# EE 519 ‚Äî Frequency-domain Analysis of Speech (Lectures 7-8)
## Notebook ‚Äî STFT Parameter Lab (save outputs + compare clips)

---
## What you will do
1. Choose 1‚Äì2 clips from your manifest.
2. Sweep window length, hop, and nfft.
3. Save key spectrograms.
4. Write conclusions for speech analysis.


### How to use Lecture notebooks in-class (hands-on)
**Goal:** build intuition for STFT by repeatedly analyzing *your own* recordings under different window/hop choices.
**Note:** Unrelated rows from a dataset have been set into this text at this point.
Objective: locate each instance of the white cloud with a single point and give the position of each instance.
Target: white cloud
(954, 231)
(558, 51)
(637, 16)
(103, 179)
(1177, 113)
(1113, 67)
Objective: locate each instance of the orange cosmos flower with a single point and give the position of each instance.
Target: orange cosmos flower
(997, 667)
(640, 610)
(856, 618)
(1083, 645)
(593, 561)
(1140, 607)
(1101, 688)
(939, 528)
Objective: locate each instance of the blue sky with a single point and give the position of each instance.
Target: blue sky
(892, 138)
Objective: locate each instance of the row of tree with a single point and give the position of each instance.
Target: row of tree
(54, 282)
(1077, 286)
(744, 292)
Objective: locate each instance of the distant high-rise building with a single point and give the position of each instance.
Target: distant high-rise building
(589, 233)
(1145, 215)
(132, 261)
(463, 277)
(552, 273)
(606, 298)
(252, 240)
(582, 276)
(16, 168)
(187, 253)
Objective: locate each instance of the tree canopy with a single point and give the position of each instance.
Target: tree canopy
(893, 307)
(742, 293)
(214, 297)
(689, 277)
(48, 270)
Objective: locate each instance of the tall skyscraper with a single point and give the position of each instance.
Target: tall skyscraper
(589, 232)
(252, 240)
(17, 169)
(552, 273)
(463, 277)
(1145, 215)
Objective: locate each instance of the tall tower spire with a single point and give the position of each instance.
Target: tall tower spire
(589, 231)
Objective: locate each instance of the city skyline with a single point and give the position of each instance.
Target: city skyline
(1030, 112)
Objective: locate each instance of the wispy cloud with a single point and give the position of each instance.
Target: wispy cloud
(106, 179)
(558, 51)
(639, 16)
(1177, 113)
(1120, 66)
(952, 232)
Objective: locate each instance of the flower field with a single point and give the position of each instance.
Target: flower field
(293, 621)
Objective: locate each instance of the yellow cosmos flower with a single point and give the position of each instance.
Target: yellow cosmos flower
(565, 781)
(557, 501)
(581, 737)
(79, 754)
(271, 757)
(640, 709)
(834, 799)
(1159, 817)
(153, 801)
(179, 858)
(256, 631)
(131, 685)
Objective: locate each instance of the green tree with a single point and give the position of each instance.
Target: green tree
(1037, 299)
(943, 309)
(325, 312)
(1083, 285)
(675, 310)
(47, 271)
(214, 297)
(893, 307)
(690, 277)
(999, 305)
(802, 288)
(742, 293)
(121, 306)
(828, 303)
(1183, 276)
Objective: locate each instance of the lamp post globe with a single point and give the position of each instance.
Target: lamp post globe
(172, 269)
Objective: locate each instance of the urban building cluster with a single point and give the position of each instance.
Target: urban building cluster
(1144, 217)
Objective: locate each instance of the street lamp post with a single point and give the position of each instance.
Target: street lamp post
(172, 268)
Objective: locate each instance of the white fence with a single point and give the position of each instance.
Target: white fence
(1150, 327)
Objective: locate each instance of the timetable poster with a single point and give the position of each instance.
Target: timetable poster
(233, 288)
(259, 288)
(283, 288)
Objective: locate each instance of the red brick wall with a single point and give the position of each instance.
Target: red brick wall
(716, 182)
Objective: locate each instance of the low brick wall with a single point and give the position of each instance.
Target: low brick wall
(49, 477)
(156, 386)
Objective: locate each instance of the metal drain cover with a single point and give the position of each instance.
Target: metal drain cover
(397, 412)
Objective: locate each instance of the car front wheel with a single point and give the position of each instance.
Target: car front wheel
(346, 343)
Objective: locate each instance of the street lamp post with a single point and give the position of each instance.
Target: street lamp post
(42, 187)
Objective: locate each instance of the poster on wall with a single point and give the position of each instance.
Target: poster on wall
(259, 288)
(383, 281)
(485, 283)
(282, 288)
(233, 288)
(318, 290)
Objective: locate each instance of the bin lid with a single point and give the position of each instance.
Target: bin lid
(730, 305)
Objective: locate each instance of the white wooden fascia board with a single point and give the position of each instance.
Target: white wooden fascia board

**Workflow for the whole lecture**
1. Record multiple clips once (Notebook 7.0) and they are saved + registered in a manifest.
2. Every later notebook reuses the same recordings (no re-recording needed).
3. Always pick **meaningful time regions** (vowel middle, fricative middle, stop burst, silence) ‚Äî not just the first frames.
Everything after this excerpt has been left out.